Commercial banks own high-value relationships within their firms, but legacy systems, fragmented operations, and incremental tech investments are holding them back. They must seriously up their digital game to meet the broad B2B needs of corporates, commercial clients, and small and mid-sized enterprises, each with unique and highly customized requirements.
This modernization or transformation is entirely different and far more complex in the B2B space. Compared to retail banking, a sexy app does not win the day in commercial banking. Commercial banks should balance foundational modernization initiatives between practical platform solutions and custom builds. Service providers have a critical role to play in enabling this reality.
Our recently published assessment, HFS Horizons: The Best Service Providers for Commercial Banks, 2025, revealed that the sector desperately needs modernization but remains bogged down by extenuating circumstances that impact budgets and solution extensibility.
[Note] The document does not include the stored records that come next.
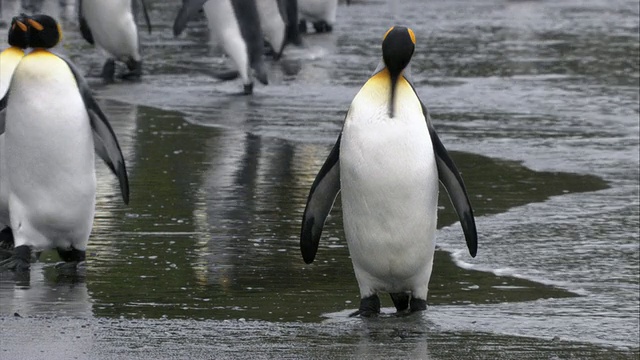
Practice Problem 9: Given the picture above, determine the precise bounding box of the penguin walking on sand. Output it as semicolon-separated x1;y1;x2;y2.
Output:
78;0;151;82
300;26;477;317
0;15;129;270
0;14;29;260
173;0;269;95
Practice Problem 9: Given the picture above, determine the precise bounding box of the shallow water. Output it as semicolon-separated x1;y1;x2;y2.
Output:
0;0;640;359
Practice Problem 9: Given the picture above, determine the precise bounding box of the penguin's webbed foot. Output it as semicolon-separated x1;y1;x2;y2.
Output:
349;294;380;317
242;83;253;95
389;292;409;313
57;246;87;263
56;247;87;270
100;59;116;83
298;19;307;34
313;20;333;33
121;59;142;80
409;296;427;313
55;261;86;271
0;245;31;272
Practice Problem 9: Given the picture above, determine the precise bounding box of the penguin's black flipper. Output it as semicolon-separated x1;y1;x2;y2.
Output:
173;0;207;36
0;91;9;135
78;0;95;45
140;0;151;34
422;104;478;257
300;133;342;264
58;55;129;204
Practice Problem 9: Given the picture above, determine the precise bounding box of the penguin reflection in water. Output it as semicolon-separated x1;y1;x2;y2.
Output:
78;0;151;82
0;15;129;270
300;26;477;317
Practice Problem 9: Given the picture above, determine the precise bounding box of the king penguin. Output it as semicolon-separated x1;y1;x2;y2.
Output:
300;26;477;317
173;0;269;95
256;0;287;60
0;14;29;259
78;0;151;82
0;15;129;270
298;0;338;33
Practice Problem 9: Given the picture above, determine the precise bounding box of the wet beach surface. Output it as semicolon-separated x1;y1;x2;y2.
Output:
0;0;640;359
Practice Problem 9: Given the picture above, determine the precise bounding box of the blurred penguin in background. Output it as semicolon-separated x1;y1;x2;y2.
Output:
298;0;338;33
78;0;151;82
173;0;274;95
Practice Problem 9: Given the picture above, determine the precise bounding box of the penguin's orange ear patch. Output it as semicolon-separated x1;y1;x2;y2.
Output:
407;29;416;45
11;21;27;31
382;26;395;40
27;19;44;31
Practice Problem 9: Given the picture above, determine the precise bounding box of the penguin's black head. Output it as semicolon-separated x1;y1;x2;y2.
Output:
382;26;416;76
382;26;416;118
27;15;62;49
9;14;29;49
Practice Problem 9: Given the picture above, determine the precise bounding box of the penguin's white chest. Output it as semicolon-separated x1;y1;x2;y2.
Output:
3;52;96;249
340;74;438;292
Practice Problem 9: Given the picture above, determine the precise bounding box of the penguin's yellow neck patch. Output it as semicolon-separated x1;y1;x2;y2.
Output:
2;46;24;57
29;48;55;56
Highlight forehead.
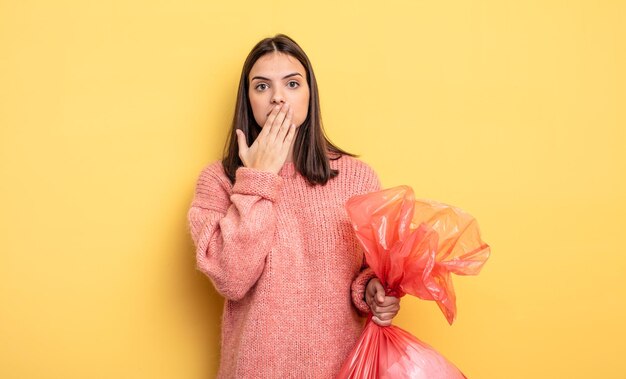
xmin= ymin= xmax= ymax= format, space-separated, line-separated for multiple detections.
xmin=250 ymin=52 xmax=306 ymax=78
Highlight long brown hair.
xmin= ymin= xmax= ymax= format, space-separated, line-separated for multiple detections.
xmin=222 ymin=34 xmax=355 ymax=185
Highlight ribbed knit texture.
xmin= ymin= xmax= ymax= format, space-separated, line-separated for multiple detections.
xmin=188 ymin=156 xmax=380 ymax=378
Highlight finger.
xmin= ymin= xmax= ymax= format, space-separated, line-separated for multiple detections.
xmin=276 ymin=109 xmax=293 ymax=143
xmin=270 ymin=103 xmax=289 ymax=140
xmin=235 ymin=129 xmax=248 ymax=160
xmin=372 ymin=316 xmax=391 ymax=326
xmin=374 ymin=282 xmax=385 ymax=305
xmin=373 ymin=304 xmax=400 ymax=313
xmin=379 ymin=296 xmax=400 ymax=307
xmin=374 ymin=312 xmax=397 ymax=322
xmin=257 ymin=105 xmax=281 ymax=139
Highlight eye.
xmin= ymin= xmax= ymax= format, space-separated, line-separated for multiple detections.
xmin=254 ymin=83 xmax=268 ymax=91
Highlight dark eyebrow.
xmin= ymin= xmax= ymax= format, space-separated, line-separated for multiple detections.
xmin=250 ymin=72 xmax=302 ymax=81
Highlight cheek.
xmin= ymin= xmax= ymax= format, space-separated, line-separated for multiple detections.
xmin=294 ymin=95 xmax=309 ymax=126
xmin=250 ymin=96 xmax=267 ymax=125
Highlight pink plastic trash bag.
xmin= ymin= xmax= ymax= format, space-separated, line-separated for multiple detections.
xmin=338 ymin=186 xmax=490 ymax=379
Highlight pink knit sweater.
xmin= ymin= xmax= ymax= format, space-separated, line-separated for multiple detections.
xmin=188 ymin=156 xmax=380 ymax=378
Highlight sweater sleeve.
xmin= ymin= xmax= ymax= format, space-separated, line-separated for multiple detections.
xmin=188 ymin=164 xmax=282 ymax=301
xmin=351 ymin=164 xmax=381 ymax=315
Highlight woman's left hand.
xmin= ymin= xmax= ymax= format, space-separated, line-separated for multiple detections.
xmin=365 ymin=278 xmax=400 ymax=326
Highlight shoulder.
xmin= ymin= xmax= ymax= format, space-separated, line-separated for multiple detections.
xmin=330 ymin=155 xmax=381 ymax=192
xmin=330 ymin=155 xmax=377 ymax=176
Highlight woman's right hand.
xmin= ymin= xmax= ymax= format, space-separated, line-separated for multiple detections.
xmin=236 ymin=103 xmax=296 ymax=174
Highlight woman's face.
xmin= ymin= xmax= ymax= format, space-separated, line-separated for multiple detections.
xmin=248 ymin=52 xmax=309 ymax=127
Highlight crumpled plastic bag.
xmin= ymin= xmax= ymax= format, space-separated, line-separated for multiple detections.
xmin=338 ymin=186 xmax=490 ymax=379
Source: HFS Research, 2025
The current high-interest-rate environment has been a double-edged sword for commercial banks. On one side, rising rates, unseen in over 15 years, unlocked new profit potential, notably in net interest income. Conversely, costlier borrowing curtailed loan demand, while fierce competition for deposits forced banks to offer premium rates, thinning margins and straining overall profitability.
Unlike the flashy world of B2C retail banking, commercial banking CX is rooted in the precision of B2B demands, requiring 24/7 capital transparency and seamless operations. Clients expect secure, straight-through processing. Banks are blending automation with human insight to digitize front-end journeys while preserving expert-led service. Top CX priorities 2025 include smart onboarding, omnichannel access, and real-time, 360° liquidity visibility across banks.
Commercial banks modernize core functions, such as lending, treasury, and trade finance without relying on fully bespoke builds, a marked shift toward commercial off-the-shelf (COTS) platforms for standard needs. Where legacy systems lag and upgrades fall short, banks opt to ‘build to extend,’ using APIs, microservices, and modular tools to layer innovation atop aging infrastructure, delivering agility without full-scale overhauls.
Sample: N = 36 commercial bank respondents
Source: HFS Research, 2025
Commercial banks are now realizing functional digital and optimization outcomes from their service providers. These outcomes are aligned with Horizon 1 values (see Exhibit 2): driving cost reduction, speed, and efficiency. In two years, they will continue focusing on functional digital transformation to strengthen digital hygiene. However, mere point transformation is not enough.
These banks should overcome data silos across the front, middle, and back offices to achieve enterprise transformation and seek new sources of value. Only a third of commercial banks are tapping into their service providers to support end-to-end transformation. This number must go up with the increase in competition; commercial clients diversifying their relationships across banking institutions, non-bank lenders, and nimble fintech are gaining ground. Thus, commercial banks must plan for end-to-end transformation to enable operational resilience and agility, allowing them to rapidly respond to the evolving market demand or lose their share of the pie to technologically advanced players.
Moreover, technology advancements drive deeper integration of complex functions and reduce dependency on manual labor. After two years, the most significant value shift is toward ecosystem transformation. Commercial banks want to leverage their modernization initiatives to help them expand their footprint and increase their relevance to commercial customers with broader and real-time liquidity offerings, non-banking services such as insurance, and other ecosystem plays.
As commercial banks advance across transformation horizons, service providers are stepping up to meet evolving demands. Our research reveals a strong alignment between banks’ priorities in digital innovation (Horizon 1) and modernization (Horizon 2) with the fastest-growing service offerings (see Exhibit 2). The top focus areas include modernization, CX, risk and compliance, and AI enablement (see Exhibit 1).
A compelling example of emerging tech in action comes from a mid-tier service provider that developed a blockchain-based tokenization platform featuring smart contracts and a secure wallet system. The solution enhanced security and transparency, mitigated fraud risk, and helped a global corporate bank’s asset management unit attract institutional investors.
Enterprise leaders in commercial banking must abandon half-measures. The B2B landscape demands scalable platforms, bespoke digital solutions, and 24x7x365 liquidity and service. Commercial banks risk losing clients, margins, and market relevance without persistent modernization. Simply upgrading systems won’t cut it, as modernization agendas should overhaul CX and end-to-end operations.
Service providers are vital partners, but banks should demand a focus on outcomes and not just technology. Prioritize cost-cutting, operational efficiency, AI-driven innovation, and client-centricity to build a resilient, future-ready bank.